Saturday, December 12, 2009

A Very Long Week


Today, my oldest son graduates from film school.  I am so proud of him along with his friends and family.  He has worked hard for this and deserves to celebrate and enjoy the day.  I am sure Tony is watching, so happy to see him fulfill his dream.  Tony had a way of being supportive with a very "Tony" attitude.  Sometimes he could drive you crazy with it, but always you loved him. 
This past week for some reason has been one of the hardest weeks in a very long time, between the emotions of being so proud of David, being mad at myself for not being at Tony's, the responsibilities of the candle lighting this Sunday and all the Christmas memories I am spent.  Each day seems to last an eternity.  My focus is gone, ambition depleted and Christmas spirit, no matter how hard I try to pretend is non existent.

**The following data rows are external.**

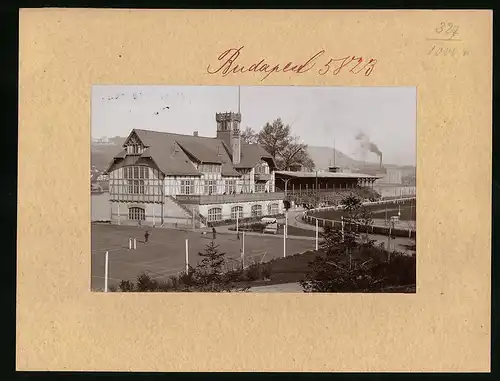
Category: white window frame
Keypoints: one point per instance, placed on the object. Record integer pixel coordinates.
(214, 214)
(136, 213)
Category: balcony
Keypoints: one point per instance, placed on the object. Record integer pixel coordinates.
(229, 198)
(262, 176)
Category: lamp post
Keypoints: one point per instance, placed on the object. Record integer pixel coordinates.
(317, 194)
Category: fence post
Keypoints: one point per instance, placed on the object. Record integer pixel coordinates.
(317, 229)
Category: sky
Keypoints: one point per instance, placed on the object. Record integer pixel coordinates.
(320, 116)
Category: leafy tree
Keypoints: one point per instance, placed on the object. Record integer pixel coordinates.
(286, 149)
(343, 267)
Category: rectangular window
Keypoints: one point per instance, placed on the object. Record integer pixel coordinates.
(214, 214)
(187, 187)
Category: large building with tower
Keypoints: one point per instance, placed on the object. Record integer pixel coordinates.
(163, 178)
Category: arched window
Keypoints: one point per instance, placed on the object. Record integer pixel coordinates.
(136, 213)
(214, 214)
(236, 212)
(273, 209)
(256, 210)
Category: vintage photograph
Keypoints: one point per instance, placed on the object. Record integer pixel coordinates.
(253, 189)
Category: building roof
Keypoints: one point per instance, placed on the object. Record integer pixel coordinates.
(174, 153)
(340, 175)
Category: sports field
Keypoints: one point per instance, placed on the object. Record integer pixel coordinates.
(379, 212)
(164, 254)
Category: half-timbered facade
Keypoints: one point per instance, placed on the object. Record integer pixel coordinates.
(162, 178)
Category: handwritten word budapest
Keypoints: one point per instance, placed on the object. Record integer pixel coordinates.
(229, 63)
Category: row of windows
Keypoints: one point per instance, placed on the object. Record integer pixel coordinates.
(134, 148)
(187, 187)
(215, 214)
(262, 168)
(210, 187)
(136, 214)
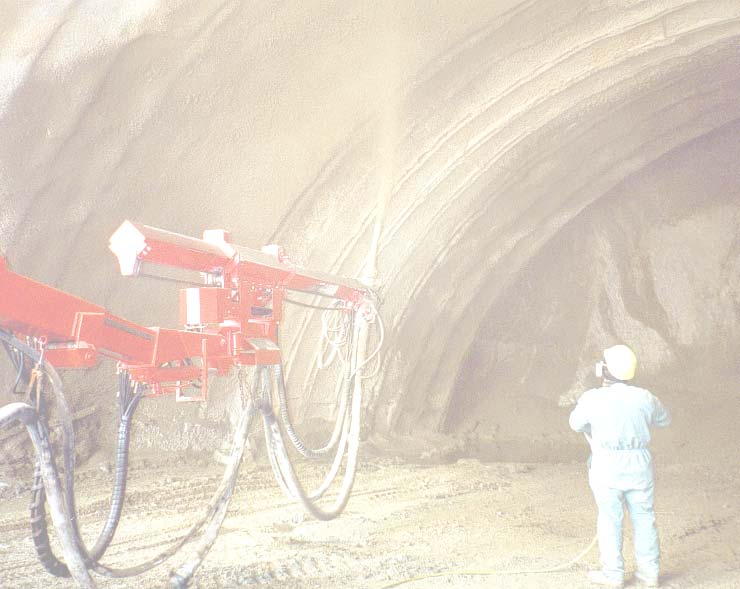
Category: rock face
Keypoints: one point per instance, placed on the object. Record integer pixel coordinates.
(655, 265)
(550, 176)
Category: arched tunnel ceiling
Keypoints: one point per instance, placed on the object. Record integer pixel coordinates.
(482, 129)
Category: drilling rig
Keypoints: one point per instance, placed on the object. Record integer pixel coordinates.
(231, 313)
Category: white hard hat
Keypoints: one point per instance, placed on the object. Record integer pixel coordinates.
(620, 362)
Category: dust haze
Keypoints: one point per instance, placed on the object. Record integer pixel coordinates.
(527, 183)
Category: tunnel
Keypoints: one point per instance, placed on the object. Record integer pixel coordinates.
(541, 180)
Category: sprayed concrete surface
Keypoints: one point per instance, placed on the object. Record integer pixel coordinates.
(551, 177)
(405, 520)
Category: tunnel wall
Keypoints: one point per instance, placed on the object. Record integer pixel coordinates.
(480, 130)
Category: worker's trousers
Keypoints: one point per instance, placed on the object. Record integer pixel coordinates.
(639, 502)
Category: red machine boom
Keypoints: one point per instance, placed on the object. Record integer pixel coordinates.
(231, 320)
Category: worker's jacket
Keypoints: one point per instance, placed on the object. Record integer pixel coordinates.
(617, 418)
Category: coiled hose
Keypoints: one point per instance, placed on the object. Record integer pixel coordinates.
(40, 437)
(128, 397)
(180, 577)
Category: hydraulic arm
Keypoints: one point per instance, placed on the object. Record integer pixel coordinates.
(232, 319)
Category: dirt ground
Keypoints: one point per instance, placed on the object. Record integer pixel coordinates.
(404, 520)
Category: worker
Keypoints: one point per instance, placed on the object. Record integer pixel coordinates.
(616, 419)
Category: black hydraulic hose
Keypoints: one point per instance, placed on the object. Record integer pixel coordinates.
(39, 529)
(216, 503)
(298, 443)
(40, 438)
(68, 511)
(17, 359)
(282, 464)
(180, 577)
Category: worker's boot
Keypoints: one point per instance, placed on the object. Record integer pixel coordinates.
(646, 580)
(599, 578)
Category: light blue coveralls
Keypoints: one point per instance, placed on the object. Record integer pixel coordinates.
(618, 418)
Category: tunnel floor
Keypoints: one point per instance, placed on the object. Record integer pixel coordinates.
(404, 520)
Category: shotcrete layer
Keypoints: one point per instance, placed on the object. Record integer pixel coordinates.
(482, 131)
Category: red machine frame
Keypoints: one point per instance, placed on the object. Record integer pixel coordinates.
(231, 320)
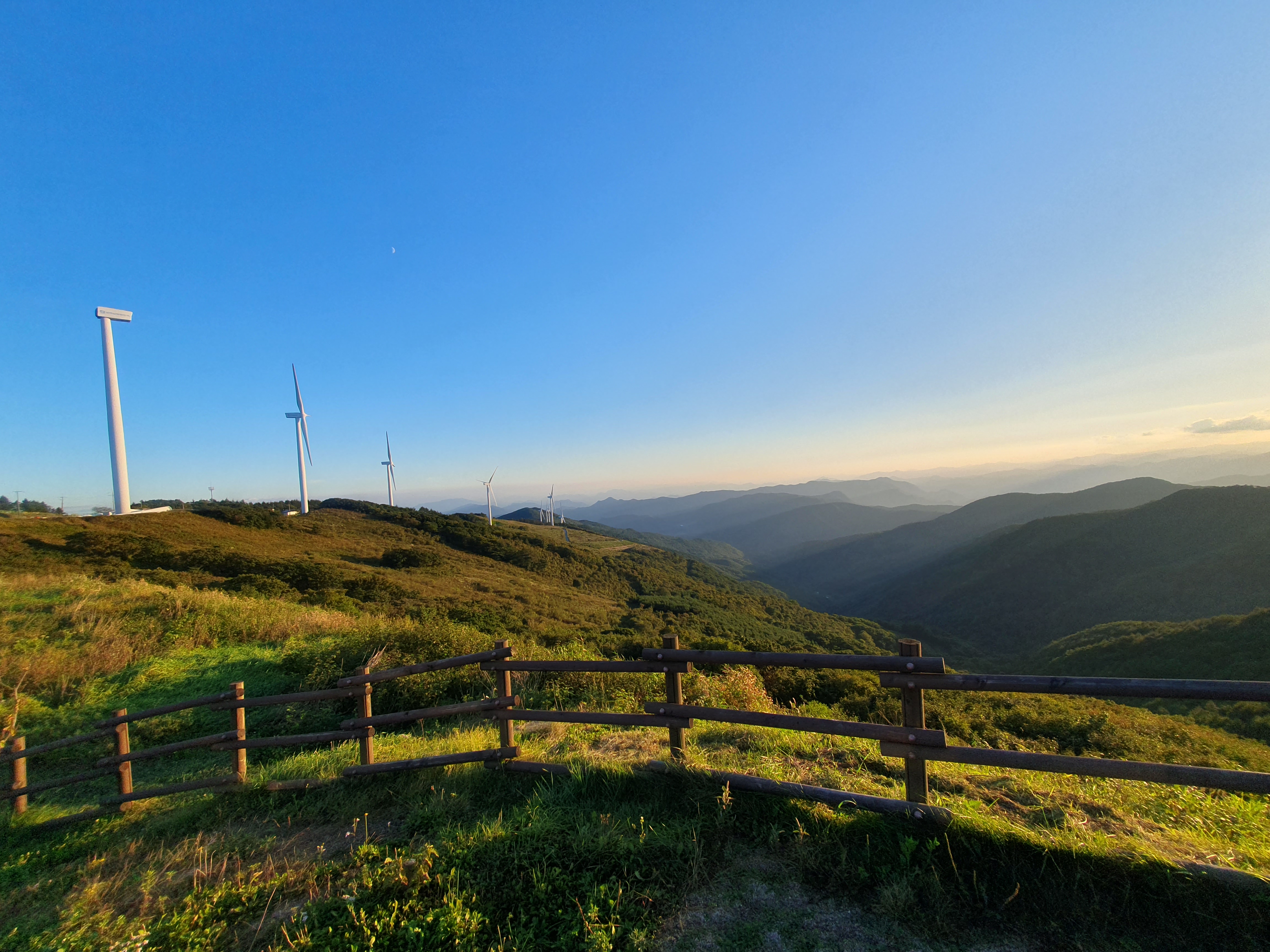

Surprisingly, yesterday I managed to clean my house, cook food, and prepare for the wonderful day of celebrating we have today.
I will head of to watch my son graduate, I am sure I will shed a tear, mostly because I am so proud of him and all his accomplishments, partly because I will be missing Tony.  I will approach the day with caution, my home will be filled with a mix of people that are not together often,some the last time I saw them was at Tonys celebration of life (i still have a hard time saying funeral).  I will remind myself how lucky I am to have my husband and sons that fill my heart everyday with love.  They are truly the glue that holds me together.  I will be grateful for the family and friends that help carry my heavy heart during these times.
Today, I will put an end to this long week, I will celebrate all the accomplishments that all my children have made in their lifetimes, and I will smile, laugh, cry, and look to the sky hoping to catch a glimpse on my angel.